Le tour Bonhomme, autre épithète due au nom de la famille qui occupe depuis l’entre-deux-guerres la ferme adjacente, fut durant l’occupation le témoin d’un drame peu connu pour des raisons évidentes. Cette ferme abritait plusieurs résistants recherchés par la gestapo, dont un andrimontois nommé François Lambert, dit Jojo qui était entré dans la clandestinité dès 1942 et qui, en 1944 avait rejoint la section theutoise de l’Armée Secrète. Le 23 juillet, alors que dans une chambre de la ferme il procédait au nettoyage de son revolver, un de ses Compagnons, manipulant l’arme soi-disant vide, appuya malencontreusement sur la gâchette et la balle frappa mortellement son ami.
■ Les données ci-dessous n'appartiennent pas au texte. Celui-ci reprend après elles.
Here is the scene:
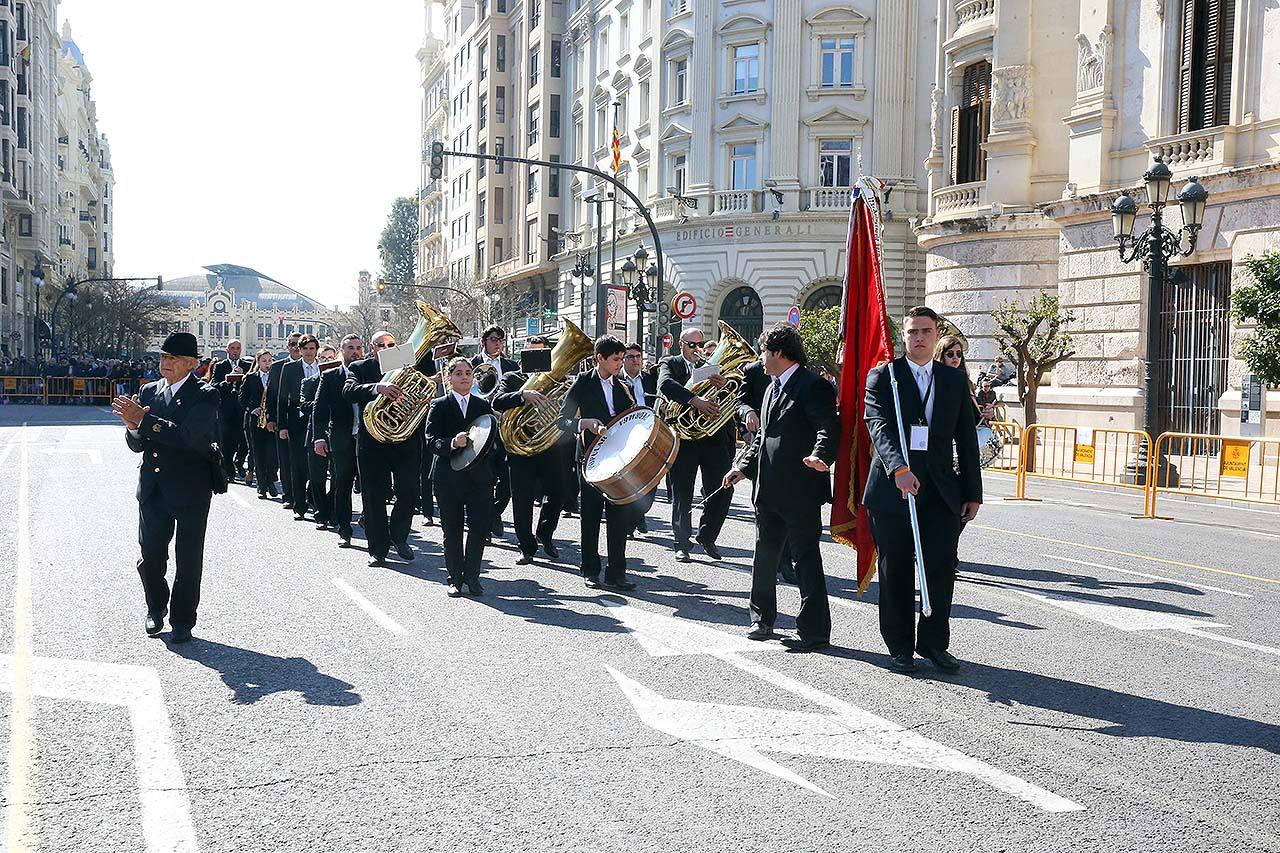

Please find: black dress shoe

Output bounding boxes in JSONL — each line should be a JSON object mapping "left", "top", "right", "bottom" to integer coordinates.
{"left": 466, "top": 581, "right": 484, "bottom": 596}
{"left": 583, "top": 576, "right": 603, "bottom": 589}
{"left": 446, "top": 584, "right": 463, "bottom": 598}
{"left": 257, "top": 491, "right": 270, "bottom": 500}
{"left": 294, "top": 513, "right": 309, "bottom": 522}
{"left": 315, "top": 521, "right": 331, "bottom": 531}
{"left": 778, "top": 566, "right": 798, "bottom": 584}
{"left": 516, "top": 553, "right": 535, "bottom": 566}
{"left": 746, "top": 623, "right": 774, "bottom": 640}
{"left": 636, "top": 519, "right": 649, "bottom": 534}
{"left": 282, "top": 501, "right": 294, "bottom": 510}
{"left": 395, "top": 541, "right": 414, "bottom": 561}
{"left": 169, "top": 626, "right": 193, "bottom": 644}
{"left": 368, "top": 555, "right": 386, "bottom": 568}
{"left": 602, "top": 579, "right": 637, "bottom": 591}
{"left": 697, "top": 539, "right": 723, "bottom": 561}
{"left": 919, "top": 647, "right": 961, "bottom": 672}
{"left": 674, "top": 549, "right": 691, "bottom": 563}
{"left": 539, "top": 536, "right": 559, "bottom": 559}
{"left": 145, "top": 610, "right": 166, "bottom": 636}
{"left": 338, "top": 536, "right": 352, "bottom": 548}
{"left": 781, "top": 637, "right": 830, "bottom": 653}
{"left": 887, "top": 653, "right": 917, "bottom": 674}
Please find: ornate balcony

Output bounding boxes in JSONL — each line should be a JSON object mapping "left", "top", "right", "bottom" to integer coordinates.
{"left": 932, "top": 181, "right": 986, "bottom": 217}
{"left": 805, "top": 187, "right": 853, "bottom": 211}
{"left": 1146, "top": 127, "right": 1229, "bottom": 175}
{"left": 955, "top": 0, "right": 995, "bottom": 27}
{"left": 713, "top": 190, "right": 760, "bottom": 215}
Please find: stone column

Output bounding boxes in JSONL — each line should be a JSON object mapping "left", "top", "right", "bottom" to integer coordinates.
{"left": 771, "top": 0, "right": 802, "bottom": 202}
{"left": 687, "top": 0, "right": 716, "bottom": 201}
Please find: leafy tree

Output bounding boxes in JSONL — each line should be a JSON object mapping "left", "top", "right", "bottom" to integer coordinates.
{"left": 991, "top": 291, "right": 1076, "bottom": 469}
{"left": 376, "top": 196, "right": 422, "bottom": 330}
{"left": 1235, "top": 250, "right": 1280, "bottom": 386}
{"left": 798, "top": 306, "right": 841, "bottom": 375}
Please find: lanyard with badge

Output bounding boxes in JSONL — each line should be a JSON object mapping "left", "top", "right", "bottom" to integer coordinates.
{"left": 909, "top": 371, "right": 933, "bottom": 452}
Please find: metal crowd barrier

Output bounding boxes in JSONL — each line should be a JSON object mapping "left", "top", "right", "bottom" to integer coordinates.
{"left": 1019, "top": 424, "right": 1153, "bottom": 506}
{"left": 1145, "top": 432, "right": 1280, "bottom": 517}
{"left": 984, "top": 420, "right": 1025, "bottom": 475}
{"left": 0, "top": 375, "right": 147, "bottom": 405}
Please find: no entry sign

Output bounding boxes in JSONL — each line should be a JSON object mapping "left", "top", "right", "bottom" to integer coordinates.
{"left": 672, "top": 291, "right": 697, "bottom": 320}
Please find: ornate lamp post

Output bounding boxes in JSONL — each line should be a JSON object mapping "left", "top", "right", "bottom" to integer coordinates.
{"left": 620, "top": 244, "right": 657, "bottom": 345}
{"left": 1110, "top": 156, "right": 1208, "bottom": 485}
{"left": 570, "top": 254, "right": 595, "bottom": 334}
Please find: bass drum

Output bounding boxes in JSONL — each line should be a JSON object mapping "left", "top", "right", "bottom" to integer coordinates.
{"left": 582, "top": 407, "right": 680, "bottom": 504}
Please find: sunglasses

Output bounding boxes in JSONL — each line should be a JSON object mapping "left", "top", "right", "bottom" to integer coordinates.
{"left": 685, "top": 341, "right": 706, "bottom": 348}
{"left": 373, "top": 341, "right": 395, "bottom": 349}
{"left": 943, "top": 349, "right": 963, "bottom": 358}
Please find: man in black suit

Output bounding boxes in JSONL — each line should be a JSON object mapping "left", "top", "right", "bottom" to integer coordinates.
{"left": 558, "top": 336, "right": 637, "bottom": 591}
{"left": 301, "top": 344, "right": 337, "bottom": 529}
{"left": 863, "top": 305, "right": 982, "bottom": 674}
{"left": 619, "top": 342, "right": 659, "bottom": 537}
{"left": 278, "top": 334, "right": 322, "bottom": 521}
{"left": 659, "top": 328, "right": 738, "bottom": 563}
{"left": 724, "top": 323, "right": 839, "bottom": 652}
{"left": 266, "top": 332, "right": 302, "bottom": 507}
{"left": 490, "top": 335, "right": 565, "bottom": 564}
{"left": 344, "top": 329, "right": 420, "bottom": 567}
{"left": 211, "top": 339, "right": 253, "bottom": 481}
{"left": 471, "top": 325, "right": 520, "bottom": 538}
{"left": 736, "top": 344, "right": 798, "bottom": 584}
{"left": 313, "top": 335, "right": 364, "bottom": 547}
{"left": 111, "top": 332, "right": 220, "bottom": 644}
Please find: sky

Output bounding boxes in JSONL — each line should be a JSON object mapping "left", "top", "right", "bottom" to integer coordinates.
{"left": 59, "top": 0, "right": 426, "bottom": 309}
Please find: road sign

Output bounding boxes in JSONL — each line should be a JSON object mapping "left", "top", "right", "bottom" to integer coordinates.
{"left": 662, "top": 333, "right": 674, "bottom": 350}
{"left": 788, "top": 306, "right": 801, "bottom": 327}
{"left": 607, "top": 284, "right": 630, "bottom": 334}
{"left": 672, "top": 291, "right": 697, "bottom": 320}
{"left": 526, "top": 317, "right": 540, "bottom": 337}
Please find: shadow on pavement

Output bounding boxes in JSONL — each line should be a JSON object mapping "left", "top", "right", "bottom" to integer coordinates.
{"left": 171, "top": 638, "right": 362, "bottom": 707}
{"left": 468, "top": 577, "right": 628, "bottom": 634}
{"left": 961, "top": 562, "right": 1218, "bottom": 618}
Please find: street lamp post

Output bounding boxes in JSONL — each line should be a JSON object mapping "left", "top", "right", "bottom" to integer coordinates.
{"left": 1110, "top": 156, "right": 1208, "bottom": 486}
{"left": 584, "top": 193, "right": 608, "bottom": 336}
{"left": 570, "top": 253, "right": 595, "bottom": 334}
{"left": 619, "top": 244, "right": 653, "bottom": 345}
{"left": 30, "top": 260, "right": 45, "bottom": 356}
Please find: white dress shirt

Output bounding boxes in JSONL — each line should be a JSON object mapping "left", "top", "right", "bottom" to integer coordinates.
{"left": 908, "top": 358, "right": 935, "bottom": 425}
{"left": 302, "top": 359, "right": 319, "bottom": 380}
{"left": 482, "top": 353, "right": 505, "bottom": 381}
{"left": 599, "top": 373, "right": 617, "bottom": 417}
{"left": 625, "top": 371, "right": 646, "bottom": 408}
{"left": 452, "top": 390, "right": 471, "bottom": 419}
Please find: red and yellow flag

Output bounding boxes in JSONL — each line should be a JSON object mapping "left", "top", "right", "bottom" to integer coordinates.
{"left": 831, "top": 178, "right": 896, "bottom": 593}
{"left": 611, "top": 122, "right": 622, "bottom": 174}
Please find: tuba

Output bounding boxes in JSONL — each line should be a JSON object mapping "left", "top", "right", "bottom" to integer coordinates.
{"left": 658, "top": 320, "right": 755, "bottom": 441}
{"left": 498, "top": 319, "right": 595, "bottom": 457}
{"left": 363, "top": 300, "right": 463, "bottom": 443}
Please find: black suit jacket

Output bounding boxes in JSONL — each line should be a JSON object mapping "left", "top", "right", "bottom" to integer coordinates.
{"left": 737, "top": 359, "right": 769, "bottom": 422}
{"left": 300, "top": 371, "right": 322, "bottom": 444}
{"left": 238, "top": 372, "right": 270, "bottom": 420}
{"left": 657, "top": 354, "right": 738, "bottom": 444}
{"left": 278, "top": 360, "right": 318, "bottom": 434}
{"left": 491, "top": 370, "right": 530, "bottom": 413}
{"left": 313, "top": 365, "right": 358, "bottom": 451}
{"left": 125, "top": 377, "right": 219, "bottom": 506}
{"left": 557, "top": 370, "right": 636, "bottom": 455}
{"left": 619, "top": 370, "right": 658, "bottom": 410}
{"left": 470, "top": 354, "right": 520, "bottom": 378}
{"left": 862, "top": 358, "right": 982, "bottom": 517}
{"left": 265, "top": 359, "right": 292, "bottom": 430}
{"left": 212, "top": 357, "right": 254, "bottom": 415}
{"left": 426, "top": 393, "right": 495, "bottom": 486}
{"left": 738, "top": 367, "right": 839, "bottom": 506}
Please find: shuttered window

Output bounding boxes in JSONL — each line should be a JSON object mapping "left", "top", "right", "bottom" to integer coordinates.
{"left": 1178, "top": 0, "right": 1235, "bottom": 133}
{"left": 951, "top": 61, "right": 991, "bottom": 185}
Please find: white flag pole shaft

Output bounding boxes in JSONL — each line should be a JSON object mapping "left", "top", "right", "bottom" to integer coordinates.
{"left": 885, "top": 362, "right": 932, "bottom": 618}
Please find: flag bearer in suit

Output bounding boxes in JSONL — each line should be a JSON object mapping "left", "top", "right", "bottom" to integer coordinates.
{"left": 313, "top": 335, "right": 364, "bottom": 547}
{"left": 427, "top": 358, "right": 496, "bottom": 597}
{"left": 112, "top": 332, "right": 220, "bottom": 644}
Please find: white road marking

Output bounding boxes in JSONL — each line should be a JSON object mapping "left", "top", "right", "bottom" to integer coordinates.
{"left": 6, "top": 424, "right": 34, "bottom": 851}
{"left": 0, "top": 440, "right": 14, "bottom": 467}
{"left": 0, "top": 655, "right": 199, "bottom": 853}
{"left": 39, "top": 447, "right": 102, "bottom": 465}
{"left": 1017, "top": 589, "right": 1280, "bottom": 658}
{"left": 331, "top": 578, "right": 404, "bottom": 634}
{"left": 226, "top": 490, "right": 250, "bottom": 509}
{"left": 1041, "top": 554, "right": 1251, "bottom": 598}
{"left": 605, "top": 601, "right": 1084, "bottom": 812}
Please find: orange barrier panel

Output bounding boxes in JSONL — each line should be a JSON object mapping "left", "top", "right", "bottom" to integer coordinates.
{"left": 1146, "top": 432, "right": 1280, "bottom": 517}
{"left": 1021, "top": 424, "right": 1152, "bottom": 509}
{"left": 0, "top": 375, "right": 48, "bottom": 403}
{"left": 983, "top": 420, "right": 1024, "bottom": 475}
{"left": 44, "top": 376, "right": 116, "bottom": 403}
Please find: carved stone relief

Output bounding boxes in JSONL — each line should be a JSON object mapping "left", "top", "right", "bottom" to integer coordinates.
{"left": 991, "top": 65, "right": 1031, "bottom": 125}
{"left": 1075, "top": 27, "right": 1111, "bottom": 95}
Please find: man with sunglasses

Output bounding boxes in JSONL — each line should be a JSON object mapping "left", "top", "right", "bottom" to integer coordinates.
{"left": 471, "top": 326, "right": 520, "bottom": 540}
{"left": 658, "top": 328, "right": 739, "bottom": 563}
{"left": 621, "top": 342, "right": 658, "bottom": 537}
{"left": 266, "top": 332, "right": 303, "bottom": 508}
{"left": 344, "top": 331, "right": 421, "bottom": 567}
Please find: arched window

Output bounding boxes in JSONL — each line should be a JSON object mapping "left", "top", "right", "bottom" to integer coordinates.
{"left": 803, "top": 284, "right": 842, "bottom": 312}
{"left": 718, "top": 285, "right": 763, "bottom": 346}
On fut obligé d’enterrer le corps du malheureux nuitamment dans le sol d’un hangar où il reposa jusqu’après la libération.
Ainsi ces trois bâtiments Wolff: la maison à Marché (5), la tour à Oneux, la chapelle à Theux, font chaque fois référence à des moyens de défense, ce qui caractérise bien ce turbulent 17ème siècle dit «siècle des malheurs» où l’une des premières préoccupations des Franchimontois était de protéger leur vie et leurs biens menacés par les multiples incursions des troupes étrangères et des bandes de pillards.
Annotations.
(1 ) 2ème §-colonne 2.
(2) Bâtiment bien visible sur la photo illustrant l’article du mois dernier.
(3) Fr. Wolff est un descendant de la famille Leloup aux très nombreuses branches dans la région de Spa, la sienne a choisi la forme germanisée pour se distinguer des autres.
(4)Une porte a été pratiquée ultérieurement au niveau 2, sur la face est.
(5)Voir P.D.F. n°552, mai 1992.
Bibliographie: «L’Eglise-Halle SS Hermès et Alexandre» – Paul Bertholet et Patrick Hoffsummer.